The backend implementation in back-end/markets/model_utils.py repeats these exact operations after mapping venue-specific naming quirks. The duplication lets us diff any discrepancies between calculation domains and flag stale data before traders rely on it.

Once an arbitrage exists we need to know how much liquidity we can safely consume. MarketSync simulates walking the Polymarket ask book, adding size level by level until the resulting average price reaches the break-even threshold implied by the opposing venue.

The pseudocode below mirrors the routine that powers the depth visualisation on the market detail screen. It accumulates size, cost, and recalculates the running average after every fill.

threshold = 1 - other_leg_probability
cumulative_size = 0
cumulative_cost = 0

for each level in order_book_asks:
    price = level.price
    size  = level.size

    new_size = cumulative_size + size
    new_cost = cumulative_cost + price * size
    new_avg  = new_cost / new_size

    if new_avg <= threshold:
        cumulative_size = new_size
        cumulative_cost = new_cost
        continue

    fill_size = (threshold * cumulative_size - cumulative_cost) / (price - threshold)
    cumulative_size += clamp(fill_size, 0, size)
    cumulative_cost += price * clamp(fill_size, 0, size)
    break

The simulation stops as soon as the average fill price would cross the threshold. At that point any additional liquidity would erase the margin generated by the opposing venue. We surface the resulting safe size, notional cost, and residual edge so traders can size their orders accordingly.

After the depth walk completes we translate the executed fills into payout bands. Internally we refer to each executed price as p_in: the first fill is p_in_best, the last fill is p_in_worst, and the size-weighted mean is p_in_avg.
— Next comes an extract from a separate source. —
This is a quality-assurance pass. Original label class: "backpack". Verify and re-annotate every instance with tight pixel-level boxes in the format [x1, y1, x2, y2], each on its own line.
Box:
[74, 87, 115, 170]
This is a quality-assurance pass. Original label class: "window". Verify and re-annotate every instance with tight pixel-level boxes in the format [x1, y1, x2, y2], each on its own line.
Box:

These values drive the min/avg/max payout display in the arbitrage calculator.

levels        = normalise(order_book.asks)
remaining     = bet_amount
total_cost    = 0
total_shares  = 0
p_in_best     = None
p_in_worst    = None

for price, size in levels:
    if remaining <= 0:
        break

    level_cost  = price * size
    fill_cost   = min(remaining, level_cost)
    fill_shares = fill_cost / price

    p_in_best  = p_in_best or price
    p_in_worst = price

    total_cost   += fill_cost
    total_shares += fill_shares
    remaining    -= fill_cost

p_in_avg   = total_cost / total_shares
max_payout = total_cost / p_in_best
avg_payout = total_shares
min_payout = total_cost / p_in_worst

Real trades introduce wrinkles beyond the clean math. The points below capture the operational guardrails we maintain while interpreting simulation output.
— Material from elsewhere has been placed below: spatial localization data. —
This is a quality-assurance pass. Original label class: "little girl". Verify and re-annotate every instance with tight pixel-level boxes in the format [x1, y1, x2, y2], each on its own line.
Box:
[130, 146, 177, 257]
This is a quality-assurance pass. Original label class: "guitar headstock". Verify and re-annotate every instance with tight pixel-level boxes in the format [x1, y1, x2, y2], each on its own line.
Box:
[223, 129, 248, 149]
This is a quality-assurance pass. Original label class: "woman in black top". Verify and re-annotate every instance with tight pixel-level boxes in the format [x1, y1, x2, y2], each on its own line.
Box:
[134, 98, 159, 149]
• Venue-specific fees. Exchange fees, funding spreads, and borrow costs are stored per venue and deducted when we reconcile real fills. The theoretical margin shown above intentionally omits fees so we can layer them in contextually.
• Data freshness. Order book snapshots update with the same cadence as market data. If the Polymarket book is empty or stale we render an explicit warning instead of a misleading depth estimate.
• Missing depth on peer venues. Kalshi depth is not yet streamed. Once available, we will mirror the same averaging routine to size the opposing leg and compare liquidity symmetrically.

Executing in production always pairs these calculations with venue risk checks, portfolio limits, and live settlement monitoring.
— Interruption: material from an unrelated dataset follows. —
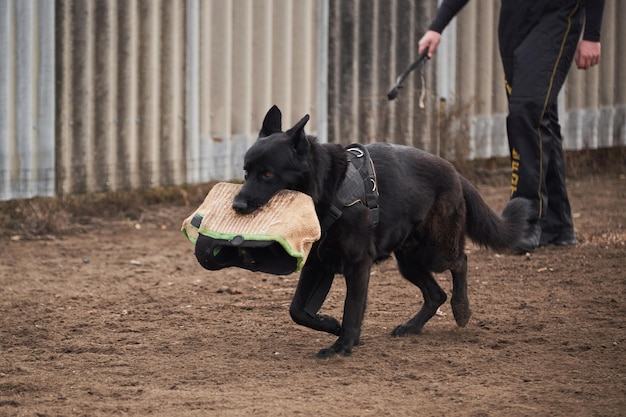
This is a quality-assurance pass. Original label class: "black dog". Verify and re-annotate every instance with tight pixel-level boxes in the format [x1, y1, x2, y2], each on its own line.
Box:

Odds ingestion flows through several utilities before arbitrage math fires. These guardrails keep inputs sane and ensure that cross-venue comparisons reference the same underlying event.

• Cross-source validation. validate_odds_with_other_source compares each venue's quote against its counterpart. If the sums land near 100% but appear inverted, we automatically flip the legs and stamp the event as inverted, preventing false positives.
• Identity reconciliation. Helpers like match_outcome_name and ticker extractors normalise team and contract names. This guarantees that YES/NO legs map to the correct outcome objects even when data providers rename events mid-stream.
• Dual-view parity. We recompute both probability and decimal-odds views of every market. Any drift between the representations raises an alert before payloads reach downstream services.

These utilities run on ingestion and again when alerts trigger, giving us two chances to catch inconsistent data before surfacing opportunities.